Sezin Akman.
Bölüm Parçası: Sezen Aksu - Hayat sana teşekkür ederim (Spotify'da Gölgedeki Papatya adlı çalma listesinde tüm şarkılar mevcut)
+ Kendime ait birkaç listeyi daha paylaştım
"Sezin, bu konu hakkında bizimle paylaşmak istediğin bir şeyler var mı?"
Bakışlarımı pencereden alıp sosyal psikoloji derslerimize giren Nilüfer hocaya çevirdiğimde sorusunu gerçekten ilgiyle sorduğunu fark ettiğim için istemsizce cevap verme ihtiyacı duymuştum.
"Aslına bakarsanız kitabın ana karakteri bir çiçek katilidir. Onun adımını attığı toprağa küsmüş olan çiçekler bir daha açmamıştır. O esnada cinayete tanıklık yapan papatyalar da bir bir solmuş, çiçek bahçesinin papatya mezarlığına dönüşmesini sağlamıştır.

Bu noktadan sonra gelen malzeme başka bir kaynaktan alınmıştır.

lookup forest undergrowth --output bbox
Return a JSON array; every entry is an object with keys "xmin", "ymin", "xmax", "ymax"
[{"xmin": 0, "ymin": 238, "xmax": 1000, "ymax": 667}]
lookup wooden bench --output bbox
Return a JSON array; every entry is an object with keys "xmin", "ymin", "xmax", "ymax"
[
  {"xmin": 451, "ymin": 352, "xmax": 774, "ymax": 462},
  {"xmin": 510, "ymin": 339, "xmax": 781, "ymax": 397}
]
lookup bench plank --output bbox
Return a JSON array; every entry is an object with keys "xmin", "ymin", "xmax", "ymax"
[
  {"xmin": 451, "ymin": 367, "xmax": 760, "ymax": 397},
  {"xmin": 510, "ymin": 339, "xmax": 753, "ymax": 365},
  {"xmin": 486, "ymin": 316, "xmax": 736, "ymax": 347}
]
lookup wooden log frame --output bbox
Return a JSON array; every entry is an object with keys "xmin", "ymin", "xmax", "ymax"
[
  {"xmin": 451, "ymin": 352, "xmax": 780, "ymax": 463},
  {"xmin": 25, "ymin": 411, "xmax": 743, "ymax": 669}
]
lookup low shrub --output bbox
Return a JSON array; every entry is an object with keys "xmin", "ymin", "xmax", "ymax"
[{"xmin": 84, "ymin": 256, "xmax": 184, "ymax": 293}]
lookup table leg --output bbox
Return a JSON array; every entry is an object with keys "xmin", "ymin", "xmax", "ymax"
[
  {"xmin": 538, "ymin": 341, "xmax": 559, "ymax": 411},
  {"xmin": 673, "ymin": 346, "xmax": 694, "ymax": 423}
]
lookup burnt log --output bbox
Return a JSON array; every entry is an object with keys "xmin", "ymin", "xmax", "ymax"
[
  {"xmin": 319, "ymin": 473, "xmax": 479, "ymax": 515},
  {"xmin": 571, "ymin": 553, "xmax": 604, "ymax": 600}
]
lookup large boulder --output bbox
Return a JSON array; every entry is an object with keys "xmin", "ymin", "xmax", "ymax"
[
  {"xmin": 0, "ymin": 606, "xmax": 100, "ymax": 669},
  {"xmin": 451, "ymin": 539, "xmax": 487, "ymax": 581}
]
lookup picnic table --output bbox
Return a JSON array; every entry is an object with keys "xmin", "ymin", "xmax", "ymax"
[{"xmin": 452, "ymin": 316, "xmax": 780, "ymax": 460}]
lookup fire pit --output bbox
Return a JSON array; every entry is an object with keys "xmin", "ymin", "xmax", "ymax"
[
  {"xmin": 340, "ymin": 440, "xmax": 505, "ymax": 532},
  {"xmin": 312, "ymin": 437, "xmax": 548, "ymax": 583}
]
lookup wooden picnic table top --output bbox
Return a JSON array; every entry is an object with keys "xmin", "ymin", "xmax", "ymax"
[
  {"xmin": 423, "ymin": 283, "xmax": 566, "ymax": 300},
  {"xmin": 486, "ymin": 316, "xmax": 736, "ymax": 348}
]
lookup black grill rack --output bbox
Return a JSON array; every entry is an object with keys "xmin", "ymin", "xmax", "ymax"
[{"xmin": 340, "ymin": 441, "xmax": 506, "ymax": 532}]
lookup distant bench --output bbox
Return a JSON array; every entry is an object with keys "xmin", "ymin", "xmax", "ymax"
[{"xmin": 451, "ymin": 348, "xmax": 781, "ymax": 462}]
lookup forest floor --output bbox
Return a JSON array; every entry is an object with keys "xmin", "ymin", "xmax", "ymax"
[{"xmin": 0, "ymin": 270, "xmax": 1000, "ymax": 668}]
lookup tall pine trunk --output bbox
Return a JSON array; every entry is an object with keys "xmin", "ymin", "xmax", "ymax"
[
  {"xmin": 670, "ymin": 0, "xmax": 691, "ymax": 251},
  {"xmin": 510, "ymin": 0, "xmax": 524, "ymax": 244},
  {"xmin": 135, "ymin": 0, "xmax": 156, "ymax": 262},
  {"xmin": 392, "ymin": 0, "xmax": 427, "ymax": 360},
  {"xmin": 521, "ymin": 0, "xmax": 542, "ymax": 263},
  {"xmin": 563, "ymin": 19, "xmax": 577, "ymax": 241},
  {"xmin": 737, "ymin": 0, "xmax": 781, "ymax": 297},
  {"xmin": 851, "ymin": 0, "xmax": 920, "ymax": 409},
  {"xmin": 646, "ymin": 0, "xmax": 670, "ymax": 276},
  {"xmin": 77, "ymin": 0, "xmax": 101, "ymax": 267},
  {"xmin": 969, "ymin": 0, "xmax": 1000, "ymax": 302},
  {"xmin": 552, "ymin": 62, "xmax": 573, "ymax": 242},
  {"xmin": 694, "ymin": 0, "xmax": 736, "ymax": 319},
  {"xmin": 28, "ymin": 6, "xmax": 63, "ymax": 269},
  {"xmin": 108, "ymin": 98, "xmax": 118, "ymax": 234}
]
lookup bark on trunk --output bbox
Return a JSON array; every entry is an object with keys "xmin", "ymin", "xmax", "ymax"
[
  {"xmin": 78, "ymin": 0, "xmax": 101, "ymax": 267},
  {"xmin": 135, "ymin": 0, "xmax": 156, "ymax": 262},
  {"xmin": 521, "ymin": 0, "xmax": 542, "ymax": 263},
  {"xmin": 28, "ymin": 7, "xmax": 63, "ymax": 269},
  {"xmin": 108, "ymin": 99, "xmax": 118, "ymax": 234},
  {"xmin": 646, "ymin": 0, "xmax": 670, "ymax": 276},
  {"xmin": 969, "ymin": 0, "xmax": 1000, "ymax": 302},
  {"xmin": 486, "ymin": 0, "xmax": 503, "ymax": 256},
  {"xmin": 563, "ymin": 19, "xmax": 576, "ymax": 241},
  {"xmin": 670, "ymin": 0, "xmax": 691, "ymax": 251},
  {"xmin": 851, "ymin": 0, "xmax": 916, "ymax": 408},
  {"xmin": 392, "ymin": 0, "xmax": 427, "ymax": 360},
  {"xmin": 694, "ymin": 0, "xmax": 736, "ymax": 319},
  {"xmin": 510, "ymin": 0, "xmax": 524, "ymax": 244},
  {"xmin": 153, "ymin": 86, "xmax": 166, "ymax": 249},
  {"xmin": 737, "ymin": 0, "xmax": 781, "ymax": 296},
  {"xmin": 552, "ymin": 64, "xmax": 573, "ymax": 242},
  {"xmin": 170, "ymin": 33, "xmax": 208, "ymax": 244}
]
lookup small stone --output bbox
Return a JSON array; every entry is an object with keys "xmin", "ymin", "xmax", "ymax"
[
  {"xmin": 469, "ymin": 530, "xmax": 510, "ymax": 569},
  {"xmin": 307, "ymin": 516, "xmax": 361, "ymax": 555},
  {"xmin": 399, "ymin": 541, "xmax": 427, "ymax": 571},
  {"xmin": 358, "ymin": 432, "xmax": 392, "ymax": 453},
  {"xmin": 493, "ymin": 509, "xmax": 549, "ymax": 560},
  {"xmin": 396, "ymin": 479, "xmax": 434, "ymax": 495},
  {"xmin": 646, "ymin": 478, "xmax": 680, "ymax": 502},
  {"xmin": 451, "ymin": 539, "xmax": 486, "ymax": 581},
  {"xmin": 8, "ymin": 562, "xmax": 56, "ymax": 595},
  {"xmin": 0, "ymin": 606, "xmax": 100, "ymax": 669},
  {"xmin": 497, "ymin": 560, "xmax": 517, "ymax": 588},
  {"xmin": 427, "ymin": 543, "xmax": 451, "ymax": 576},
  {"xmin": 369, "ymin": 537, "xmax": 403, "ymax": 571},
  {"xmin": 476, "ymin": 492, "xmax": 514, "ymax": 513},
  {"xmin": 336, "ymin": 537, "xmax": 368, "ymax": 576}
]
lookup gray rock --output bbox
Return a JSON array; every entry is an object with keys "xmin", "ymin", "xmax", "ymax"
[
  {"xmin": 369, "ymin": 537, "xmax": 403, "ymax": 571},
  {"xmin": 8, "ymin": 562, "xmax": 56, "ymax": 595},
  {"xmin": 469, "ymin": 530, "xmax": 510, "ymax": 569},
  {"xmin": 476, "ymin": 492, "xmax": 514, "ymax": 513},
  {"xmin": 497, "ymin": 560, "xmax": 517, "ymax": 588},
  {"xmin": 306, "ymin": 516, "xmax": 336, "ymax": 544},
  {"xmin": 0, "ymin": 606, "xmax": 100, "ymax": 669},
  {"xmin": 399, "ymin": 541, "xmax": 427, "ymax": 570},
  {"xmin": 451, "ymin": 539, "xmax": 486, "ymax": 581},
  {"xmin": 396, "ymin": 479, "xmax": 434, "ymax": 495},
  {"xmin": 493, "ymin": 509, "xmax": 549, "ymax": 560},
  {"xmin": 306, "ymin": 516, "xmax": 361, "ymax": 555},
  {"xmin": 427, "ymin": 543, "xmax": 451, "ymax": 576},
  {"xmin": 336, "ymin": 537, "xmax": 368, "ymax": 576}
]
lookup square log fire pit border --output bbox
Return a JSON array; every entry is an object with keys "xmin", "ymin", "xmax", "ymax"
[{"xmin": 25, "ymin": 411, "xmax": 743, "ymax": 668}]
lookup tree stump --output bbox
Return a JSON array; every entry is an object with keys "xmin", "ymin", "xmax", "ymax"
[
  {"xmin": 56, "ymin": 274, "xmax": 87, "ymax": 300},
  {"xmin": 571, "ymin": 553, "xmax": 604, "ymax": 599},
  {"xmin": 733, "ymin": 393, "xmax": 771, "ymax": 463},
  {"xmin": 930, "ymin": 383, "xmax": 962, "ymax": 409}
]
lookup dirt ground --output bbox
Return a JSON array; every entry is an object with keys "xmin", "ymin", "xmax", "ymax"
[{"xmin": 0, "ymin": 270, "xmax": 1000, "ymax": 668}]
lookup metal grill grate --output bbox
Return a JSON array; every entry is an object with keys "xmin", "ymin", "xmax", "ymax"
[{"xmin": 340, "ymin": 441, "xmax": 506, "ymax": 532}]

Bu yüzden kitabın son satırlarında papatyaya aşık olduğunu fark edip, sevdiğinin katili olmasına dayanamadığı için intihar eden Bay Z'yi hiçbir hâlükârda haklı bulmuyorum."

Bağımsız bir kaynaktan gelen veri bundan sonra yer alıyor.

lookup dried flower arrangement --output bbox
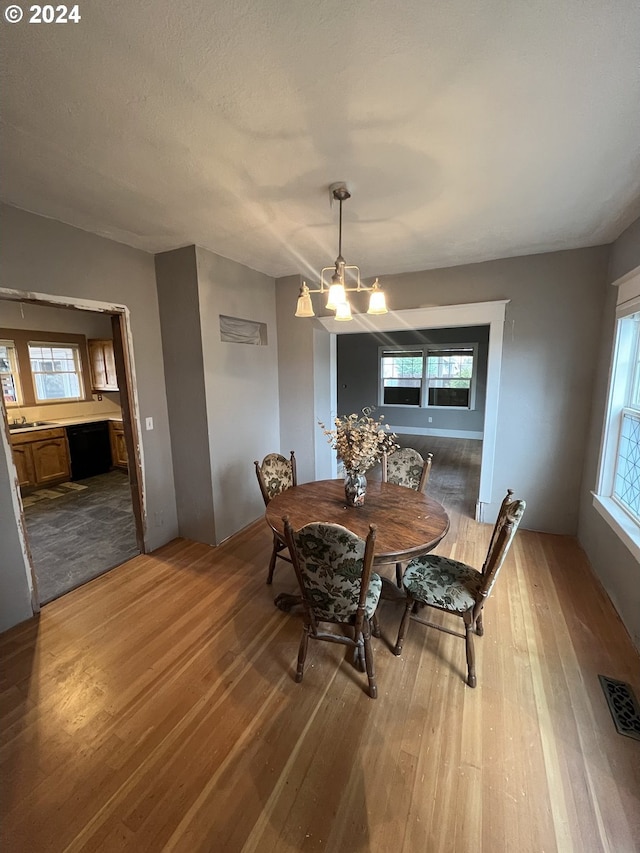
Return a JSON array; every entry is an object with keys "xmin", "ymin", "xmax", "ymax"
[{"xmin": 318, "ymin": 409, "xmax": 399, "ymax": 474}]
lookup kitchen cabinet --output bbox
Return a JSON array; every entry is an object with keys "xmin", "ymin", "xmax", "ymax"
[
  {"xmin": 11, "ymin": 428, "xmax": 71, "ymax": 491},
  {"xmin": 109, "ymin": 421, "xmax": 129, "ymax": 470},
  {"xmin": 87, "ymin": 338, "xmax": 118, "ymax": 391}
]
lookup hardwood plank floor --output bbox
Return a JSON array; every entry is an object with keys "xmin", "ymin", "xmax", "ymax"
[{"xmin": 0, "ymin": 443, "xmax": 640, "ymax": 853}]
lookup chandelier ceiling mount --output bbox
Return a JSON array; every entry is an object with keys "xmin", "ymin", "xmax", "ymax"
[{"xmin": 296, "ymin": 181, "xmax": 387, "ymax": 320}]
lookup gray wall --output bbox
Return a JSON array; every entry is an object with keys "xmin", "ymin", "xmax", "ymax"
[
  {"xmin": 277, "ymin": 246, "xmax": 609, "ymax": 535},
  {"xmin": 578, "ymin": 219, "xmax": 640, "ymax": 649},
  {"xmin": 155, "ymin": 246, "xmax": 216, "ymax": 545},
  {"xmin": 337, "ymin": 326, "xmax": 489, "ymax": 434},
  {"xmin": 196, "ymin": 243, "xmax": 286, "ymax": 543},
  {"xmin": 0, "ymin": 205, "xmax": 178, "ymax": 630}
]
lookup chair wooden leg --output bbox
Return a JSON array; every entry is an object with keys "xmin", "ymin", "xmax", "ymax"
[
  {"xmin": 364, "ymin": 627, "xmax": 378, "ymax": 699},
  {"xmin": 296, "ymin": 625, "xmax": 309, "ymax": 683},
  {"xmin": 371, "ymin": 613, "xmax": 382, "ymax": 637},
  {"xmin": 462, "ymin": 610, "xmax": 476, "ymax": 687},
  {"xmin": 393, "ymin": 595, "xmax": 414, "ymax": 655},
  {"xmin": 267, "ymin": 533, "xmax": 280, "ymax": 584}
]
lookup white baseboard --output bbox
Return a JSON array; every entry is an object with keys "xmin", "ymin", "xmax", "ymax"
[{"xmin": 389, "ymin": 424, "xmax": 484, "ymax": 438}]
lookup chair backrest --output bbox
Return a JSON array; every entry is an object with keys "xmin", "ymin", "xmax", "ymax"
[
  {"xmin": 478, "ymin": 489, "xmax": 527, "ymax": 599},
  {"xmin": 253, "ymin": 450, "xmax": 297, "ymax": 506},
  {"xmin": 382, "ymin": 447, "xmax": 433, "ymax": 492},
  {"xmin": 283, "ymin": 518, "xmax": 376, "ymax": 629}
]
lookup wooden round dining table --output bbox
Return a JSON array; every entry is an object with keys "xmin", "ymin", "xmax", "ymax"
[{"xmin": 265, "ymin": 480, "xmax": 449, "ymax": 610}]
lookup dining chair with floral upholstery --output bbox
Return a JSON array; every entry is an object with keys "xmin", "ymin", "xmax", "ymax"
[
  {"xmin": 382, "ymin": 447, "xmax": 433, "ymax": 492},
  {"xmin": 382, "ymin": 447, "xmax": 433, "ymax": 587},
  {"xmin": 253, "ymin": 450, "xmax": 297, "ymax": 584},
  {"xmin": 394, "ymin": 489, "xmax": 526, "ymax": 687},
  {"xmin": 283, "ymin": 517, "xmax": 382, "ymax": 699}
]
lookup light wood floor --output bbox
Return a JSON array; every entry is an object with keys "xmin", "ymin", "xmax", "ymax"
[{"xmin": 0, "ymin": 442, "xmax": 640, "ymax": 853}]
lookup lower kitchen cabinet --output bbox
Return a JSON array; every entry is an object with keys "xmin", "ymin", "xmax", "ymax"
[
  {"xmin": 11, "ymin": 429, "xmax": 71, "ymax": 491},
  {"xmin": 109, "ymin": 421, "xmax": 129, "ymax": 471}
]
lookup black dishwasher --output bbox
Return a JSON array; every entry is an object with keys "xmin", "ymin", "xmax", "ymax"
[{"xmin": 67, "ymin": 421, "xmax": 111, "ymax": 480}]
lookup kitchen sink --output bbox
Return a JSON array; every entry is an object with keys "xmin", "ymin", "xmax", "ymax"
[{"xmin": 9, "ymin": 421, "xmax": 54, "ymax": 432}]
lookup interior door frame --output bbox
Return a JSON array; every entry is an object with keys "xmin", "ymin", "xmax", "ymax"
[{"xmin": 0, "ymin": 287, "xmax": 147, "ymax": 613}]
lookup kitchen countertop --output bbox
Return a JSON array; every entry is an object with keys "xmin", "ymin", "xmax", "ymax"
[{"xmin": 9, "ymin": 415, "xmax": 122, "ymax": 435}]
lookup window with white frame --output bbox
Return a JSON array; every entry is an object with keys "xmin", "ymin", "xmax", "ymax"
[
  {"xmin": 29, "ymin": 342, "xmax": 84, "ymax": 403},
  {"xmin": 594, "ymin": 270, "xmax": 640, "ymax": 556},
  {"xmin": 613, "ymin": 313, "xmax": 640, "ymax": 523},
  {"xmin": 379, "ymin": 344, "xmax": 478, "ymax": 409},
  {"xmin": 0, "ymin": 341, "xmax": 22, "ymax": 406}
]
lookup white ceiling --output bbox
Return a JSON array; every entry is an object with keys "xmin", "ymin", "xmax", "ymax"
[{"xmin": 0, "ymin": 0, "xmax": 640, "ymax": 276}]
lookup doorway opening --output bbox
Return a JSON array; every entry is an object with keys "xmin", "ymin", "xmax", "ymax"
[{"xmin": 0, "ymin": 289, "xmax": 145, "ymax": 612}]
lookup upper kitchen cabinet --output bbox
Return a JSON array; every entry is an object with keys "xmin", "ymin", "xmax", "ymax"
[{"xmin": 87, "ymin": 338, "xmax": 119, "ymax": 391}]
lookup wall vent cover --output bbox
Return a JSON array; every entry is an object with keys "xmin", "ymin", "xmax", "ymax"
[{"xmin": 598, "ymin": 675, "xmax": 640, "ymax": 740}]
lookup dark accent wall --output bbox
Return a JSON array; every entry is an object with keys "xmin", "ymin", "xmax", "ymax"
[{"xmin": 337, "ymin": 326, "xmax": 489, "ymax": 432}]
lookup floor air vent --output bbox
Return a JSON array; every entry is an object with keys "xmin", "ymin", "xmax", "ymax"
[{"xmin": 598, "ymin": 675, "xmax": 640, "ymax": 740}]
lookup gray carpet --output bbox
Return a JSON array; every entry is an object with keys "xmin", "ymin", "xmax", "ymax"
[{"xmin": 24, "ymin": 470, "xmax": 140, "ymax": 604}]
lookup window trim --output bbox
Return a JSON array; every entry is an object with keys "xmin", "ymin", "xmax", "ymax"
[
  {"xmin": 378, "ymin": 342, "xmax": 478, "ymax": 412},
  {"xmin": 0, "ymin": 329, "xmax": 93, "ymax": 408},
  {"xmin": 27, "ymin": 341, "xmax": 85, "ymax": 406},
  {"xmin": 592, "ymin": 267, "xmax": 640, "ymax": 561},
  {"xmin": 0, "ymin": 337, "xmax": 24, "ymax": 409}
]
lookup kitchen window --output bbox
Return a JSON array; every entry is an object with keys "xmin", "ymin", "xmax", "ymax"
[
  {"xmin": 379, "ymin": 344, "xmax": 478, "ymax": 409},
  {"xmin": 29, "ymin": 342, "xmax": 84, "ymax": 403},
  {"xmin": 0, "ymin": 341, "xmax": 22, "ymax": 406},
  {"xmin": 0, "ymin": 328, "xmax": 92, "ymax": 407}
]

İnsanlar sadece kendilerine acırdı. Bay Z papatyaların ölümüne yol açarken acımamıştı, kardeşini para karşılığında çirkin kalpli bir adama satarken de acımamıştı ama kitabın sonunda pişmanlığı yüzünden acı çekmeye dayanamadığı için kendine acımıştı. Hak ettiği acıyı çekemeden tek bir kurşunla huzura kavuşmuştu.
İşte bunu hazmedemiyordum.
"Bakış açın oldukça kaliteli. Seni okul çıkışlarında yaptığımız kitap sohbetlerinde görmeyi çok isterim."
Sosyalleşme fobisi edinmiş bünyem için bu teklif kaynar kazana atılmak ile eş değerdi.
"Fırsatım olursa neden olmasın?"
O fırsat hiçbir zaman olmayacaktı.
Dersin kalan kısmında konuşmalara katılmamıştım. Zaten ilgimi çeken bir konu da konuşulmamıştı.
"Sezin yanıma gelir misin?"
Bugün Nilüfer hocayla karşılıklı diyaloglarda rekora doğru emin adımlarla ilerliyorduk.
"Okulumuzun düzenlediği makale yarışmasına katılmanı istiyorum. Hem dereceye girdiğin taktirde gitmeyi planladığın yurt dışı eğitim programına girişin kolaylaşabilir."
Kulağa oldukça cazip gelen bu teklifi reddetmek zorundaydım.
"Öneriniz için teşekkür ederim. Fakat ben zorunluluk çerçevesinde yazmayı tercih etmiyorum."
*********
Zümrüt rengine benzettiğim gözlerini çizmeye çalışırken, uzun zaman sonra ilk defa resim konusunda kendimi yetersiz hissediyordum.
"Seni uzun zamandır bu kadar düşünceli görmemiştim kupa kızı."
"Git başımdan Ediz."
Şimdi başımdan savmaya çalışıyor olsam da Ediz bana bu okulda diğer öğrenciler ile birlikte yaşıyor olduğumu hatırlatıyordu. Biraz yapışkanımsı tiplerdendi ama özünde iyi bir çocuktu. En azından okuldaki diğer öğrencilerle kıyaslanacak olursa baba parası yediğini her fırsatta dile getirmiyordu. Bu da onu diğerlerinden farklı kılıyordu.
"Bu sözlere karşı sinek valesi kalbim kırılır kupa kızı."
Kırıkları tamir edebilseydim, en başta kendi kırıklarımı onarırdım ama maalesef ki o yetenek bende mevcut değildi.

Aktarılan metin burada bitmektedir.